Discovering New Learning Goals

 · 2 mins read

I’ve been able to complete four leadership job shadows since May. I’ve observed two different leaders in a couple different scenarios. I focused a lot of my self-directed learning on change management and organizational culture shift, so that’s what I’ve been looking for in these experiences.

Luckily, I’ve reached out to some very amenable people who have been more than happy to let me sit in on some meetings and synthesize some of the things I’m reading and learning about for PSEL in tandem with seeing them in action.

So far, one of the main commonalities I’ve noticed is seemingly simple, but it’s incredibly essential and often overlooked. Action plans! My leadership role models all create or assist in creating action plans to accomplish tasks and projects. These action plans clearly state goals and objectives for their projects. Sometimes they include justifications when needed. The plans also break down the steps to meeting each goal or objective.

Piggybacking off the theme of my last blog, these action plans are remarkably similar to lesson plans that I created when I was teaching K12. I’ve already highlighted some other similarities between the practices of teaching and leading, and even though I’m highly aware of them now, they still surprise me when I come across others to add to my list. Moving through life in a goal-oriented manner, both professionally and personally, seems to be a key characteristic in my personality.

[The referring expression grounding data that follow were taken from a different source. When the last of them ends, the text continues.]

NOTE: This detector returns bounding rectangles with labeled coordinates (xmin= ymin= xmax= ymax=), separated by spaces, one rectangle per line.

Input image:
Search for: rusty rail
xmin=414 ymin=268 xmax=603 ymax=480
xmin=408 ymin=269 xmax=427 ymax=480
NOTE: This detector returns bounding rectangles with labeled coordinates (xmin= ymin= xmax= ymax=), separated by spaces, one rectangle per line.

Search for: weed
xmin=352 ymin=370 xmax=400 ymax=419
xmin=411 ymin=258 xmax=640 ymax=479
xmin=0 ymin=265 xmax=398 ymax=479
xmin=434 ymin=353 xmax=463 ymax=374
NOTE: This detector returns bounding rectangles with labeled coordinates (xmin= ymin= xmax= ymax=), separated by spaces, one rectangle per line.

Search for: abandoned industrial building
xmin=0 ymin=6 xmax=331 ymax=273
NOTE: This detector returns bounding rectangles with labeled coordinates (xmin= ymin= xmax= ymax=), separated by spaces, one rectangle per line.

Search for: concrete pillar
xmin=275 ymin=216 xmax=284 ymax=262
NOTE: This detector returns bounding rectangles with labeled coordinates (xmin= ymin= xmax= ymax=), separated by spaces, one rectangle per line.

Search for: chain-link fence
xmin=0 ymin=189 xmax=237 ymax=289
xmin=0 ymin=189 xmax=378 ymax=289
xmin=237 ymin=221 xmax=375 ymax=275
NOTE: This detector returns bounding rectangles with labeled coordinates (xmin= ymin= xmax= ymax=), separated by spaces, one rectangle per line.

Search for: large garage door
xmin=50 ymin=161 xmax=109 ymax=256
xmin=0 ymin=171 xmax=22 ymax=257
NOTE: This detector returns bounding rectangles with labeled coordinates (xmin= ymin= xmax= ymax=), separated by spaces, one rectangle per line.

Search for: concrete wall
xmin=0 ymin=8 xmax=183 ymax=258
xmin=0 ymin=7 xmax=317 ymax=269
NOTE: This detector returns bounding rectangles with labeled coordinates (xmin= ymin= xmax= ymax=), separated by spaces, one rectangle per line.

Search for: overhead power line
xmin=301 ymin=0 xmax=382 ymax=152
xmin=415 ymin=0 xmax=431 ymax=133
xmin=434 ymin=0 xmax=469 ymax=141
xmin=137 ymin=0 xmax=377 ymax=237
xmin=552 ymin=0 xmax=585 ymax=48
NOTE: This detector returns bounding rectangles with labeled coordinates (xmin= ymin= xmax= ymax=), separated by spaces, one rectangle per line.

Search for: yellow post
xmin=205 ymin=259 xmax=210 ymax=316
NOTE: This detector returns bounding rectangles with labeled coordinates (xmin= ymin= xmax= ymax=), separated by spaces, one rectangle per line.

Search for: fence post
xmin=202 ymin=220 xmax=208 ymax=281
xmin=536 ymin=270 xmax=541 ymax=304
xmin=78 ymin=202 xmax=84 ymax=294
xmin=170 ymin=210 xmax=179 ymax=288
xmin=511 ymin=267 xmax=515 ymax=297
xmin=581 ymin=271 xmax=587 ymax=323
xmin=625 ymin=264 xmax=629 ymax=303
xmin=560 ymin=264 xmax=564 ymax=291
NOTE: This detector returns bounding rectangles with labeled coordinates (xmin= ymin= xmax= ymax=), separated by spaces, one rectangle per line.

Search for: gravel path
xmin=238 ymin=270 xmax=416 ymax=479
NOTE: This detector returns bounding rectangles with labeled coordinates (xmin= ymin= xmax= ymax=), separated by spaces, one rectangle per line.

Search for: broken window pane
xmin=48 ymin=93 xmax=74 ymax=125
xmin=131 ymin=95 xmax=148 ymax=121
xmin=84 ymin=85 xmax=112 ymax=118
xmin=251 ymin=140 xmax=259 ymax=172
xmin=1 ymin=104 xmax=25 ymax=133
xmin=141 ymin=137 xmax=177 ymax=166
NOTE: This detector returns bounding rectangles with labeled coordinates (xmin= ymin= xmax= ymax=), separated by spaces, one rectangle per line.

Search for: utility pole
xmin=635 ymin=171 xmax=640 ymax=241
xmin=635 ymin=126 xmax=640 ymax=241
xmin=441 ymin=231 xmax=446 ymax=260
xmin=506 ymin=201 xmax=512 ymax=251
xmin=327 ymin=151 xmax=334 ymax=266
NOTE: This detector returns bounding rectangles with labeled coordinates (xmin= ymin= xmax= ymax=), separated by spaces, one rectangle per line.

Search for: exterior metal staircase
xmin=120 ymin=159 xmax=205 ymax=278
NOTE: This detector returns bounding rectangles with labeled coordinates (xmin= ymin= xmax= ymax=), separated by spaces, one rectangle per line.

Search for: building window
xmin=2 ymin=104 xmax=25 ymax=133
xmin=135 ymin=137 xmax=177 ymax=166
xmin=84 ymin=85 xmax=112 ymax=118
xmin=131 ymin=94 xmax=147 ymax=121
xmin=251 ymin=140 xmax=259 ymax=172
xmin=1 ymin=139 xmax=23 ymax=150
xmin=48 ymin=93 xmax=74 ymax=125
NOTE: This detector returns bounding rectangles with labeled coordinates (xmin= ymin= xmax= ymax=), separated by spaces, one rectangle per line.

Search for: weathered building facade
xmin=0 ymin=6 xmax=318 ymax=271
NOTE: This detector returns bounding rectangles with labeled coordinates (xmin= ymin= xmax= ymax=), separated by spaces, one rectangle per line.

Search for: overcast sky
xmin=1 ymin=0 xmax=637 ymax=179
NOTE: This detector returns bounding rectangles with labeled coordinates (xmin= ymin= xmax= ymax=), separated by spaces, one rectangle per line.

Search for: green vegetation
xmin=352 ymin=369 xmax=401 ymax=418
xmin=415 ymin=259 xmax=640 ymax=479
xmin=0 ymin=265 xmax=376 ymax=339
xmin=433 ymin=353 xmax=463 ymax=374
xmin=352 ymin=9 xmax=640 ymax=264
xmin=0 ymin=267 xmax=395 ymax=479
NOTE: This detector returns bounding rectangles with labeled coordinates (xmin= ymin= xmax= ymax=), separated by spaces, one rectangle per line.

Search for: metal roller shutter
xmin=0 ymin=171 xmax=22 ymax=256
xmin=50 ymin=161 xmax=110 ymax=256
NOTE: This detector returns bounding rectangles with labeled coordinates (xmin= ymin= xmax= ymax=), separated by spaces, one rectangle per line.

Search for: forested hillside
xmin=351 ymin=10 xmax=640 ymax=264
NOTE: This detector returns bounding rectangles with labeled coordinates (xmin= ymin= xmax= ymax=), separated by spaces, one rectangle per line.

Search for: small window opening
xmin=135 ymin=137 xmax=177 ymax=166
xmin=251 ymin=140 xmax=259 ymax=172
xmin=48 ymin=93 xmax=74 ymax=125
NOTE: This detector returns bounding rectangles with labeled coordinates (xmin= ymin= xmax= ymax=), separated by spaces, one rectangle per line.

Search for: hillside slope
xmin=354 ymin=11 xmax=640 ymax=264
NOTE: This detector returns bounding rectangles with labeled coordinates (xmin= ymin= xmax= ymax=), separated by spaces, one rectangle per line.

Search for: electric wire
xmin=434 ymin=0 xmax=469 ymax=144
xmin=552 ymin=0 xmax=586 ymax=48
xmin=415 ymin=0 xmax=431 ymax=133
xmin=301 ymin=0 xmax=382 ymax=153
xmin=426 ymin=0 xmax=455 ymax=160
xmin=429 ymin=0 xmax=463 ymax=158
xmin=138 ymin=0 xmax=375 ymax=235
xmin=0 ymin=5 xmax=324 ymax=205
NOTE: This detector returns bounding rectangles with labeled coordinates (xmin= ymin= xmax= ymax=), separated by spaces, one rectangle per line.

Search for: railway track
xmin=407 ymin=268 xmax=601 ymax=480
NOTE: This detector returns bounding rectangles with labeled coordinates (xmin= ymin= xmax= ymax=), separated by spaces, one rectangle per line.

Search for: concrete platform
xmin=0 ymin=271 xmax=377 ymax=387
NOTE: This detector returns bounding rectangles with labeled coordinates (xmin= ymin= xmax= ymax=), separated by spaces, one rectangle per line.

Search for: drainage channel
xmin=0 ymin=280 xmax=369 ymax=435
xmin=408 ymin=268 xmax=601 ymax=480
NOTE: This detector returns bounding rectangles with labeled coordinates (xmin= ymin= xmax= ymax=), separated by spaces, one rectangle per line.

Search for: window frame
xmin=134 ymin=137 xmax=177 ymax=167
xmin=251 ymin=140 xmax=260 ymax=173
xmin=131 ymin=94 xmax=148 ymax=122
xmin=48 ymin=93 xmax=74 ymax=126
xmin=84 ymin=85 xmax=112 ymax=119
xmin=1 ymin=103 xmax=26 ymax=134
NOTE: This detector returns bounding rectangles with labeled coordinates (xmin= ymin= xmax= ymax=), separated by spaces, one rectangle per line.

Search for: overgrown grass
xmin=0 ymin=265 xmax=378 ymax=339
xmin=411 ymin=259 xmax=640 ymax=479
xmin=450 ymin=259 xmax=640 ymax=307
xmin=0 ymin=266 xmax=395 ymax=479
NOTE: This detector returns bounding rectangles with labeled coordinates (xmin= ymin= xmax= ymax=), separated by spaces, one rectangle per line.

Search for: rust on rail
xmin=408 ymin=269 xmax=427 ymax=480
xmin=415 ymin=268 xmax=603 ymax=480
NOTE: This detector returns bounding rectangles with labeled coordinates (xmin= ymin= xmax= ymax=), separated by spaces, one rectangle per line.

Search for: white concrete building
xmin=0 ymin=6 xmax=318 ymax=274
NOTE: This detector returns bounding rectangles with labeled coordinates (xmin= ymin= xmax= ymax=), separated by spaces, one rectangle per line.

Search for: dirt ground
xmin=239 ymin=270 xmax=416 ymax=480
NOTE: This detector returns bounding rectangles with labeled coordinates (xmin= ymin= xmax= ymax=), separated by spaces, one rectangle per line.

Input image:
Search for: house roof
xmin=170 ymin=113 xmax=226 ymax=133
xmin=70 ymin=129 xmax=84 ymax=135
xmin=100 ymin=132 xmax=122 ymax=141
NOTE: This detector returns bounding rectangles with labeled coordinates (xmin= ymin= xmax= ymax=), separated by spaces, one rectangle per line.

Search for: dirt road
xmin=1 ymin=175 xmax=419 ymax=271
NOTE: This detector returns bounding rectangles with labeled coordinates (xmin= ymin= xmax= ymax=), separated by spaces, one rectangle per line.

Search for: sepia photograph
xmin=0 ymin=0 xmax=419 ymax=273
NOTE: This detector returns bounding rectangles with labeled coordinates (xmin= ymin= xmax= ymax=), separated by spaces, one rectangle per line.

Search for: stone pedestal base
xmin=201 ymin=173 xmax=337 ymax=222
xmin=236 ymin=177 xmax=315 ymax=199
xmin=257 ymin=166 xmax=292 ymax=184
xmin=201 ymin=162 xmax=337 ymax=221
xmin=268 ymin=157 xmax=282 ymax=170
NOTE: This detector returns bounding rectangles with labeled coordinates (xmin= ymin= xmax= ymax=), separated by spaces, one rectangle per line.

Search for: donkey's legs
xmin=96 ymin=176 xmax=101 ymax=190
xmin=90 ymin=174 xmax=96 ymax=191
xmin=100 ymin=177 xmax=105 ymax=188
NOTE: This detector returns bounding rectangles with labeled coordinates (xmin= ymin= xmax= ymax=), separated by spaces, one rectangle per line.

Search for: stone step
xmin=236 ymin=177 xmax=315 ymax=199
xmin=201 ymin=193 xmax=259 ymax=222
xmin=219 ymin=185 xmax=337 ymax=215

Some other things I’ve picked up on so far are in regards to successfully collaborating on projects with vague, high-level goals. Successful collaboration in these situations requires people who are willing to experiment and share their thoughts. Having worked on projects with vague outcomes in the past, I used to think that some people simply weren’t interested or just didn’t feel like sharing their thoughts or participating in meetings about such “out there” topics. However, I think the key to success here is making sure that people are comfortable sharing their thoughts and advice when it comes to these subjects that no one really possesses any expertise about. My leaders have done a good job ensuring not only that everyone has a chance to speak about vague ideas in meetings and working sessions, but also that they are comfortable speaking and know that they are in fact expected to contribute, regardless of their experience. Figuring out how to make people comfortable with the unknown is going to be another goal on my list for the remainder of PSEL.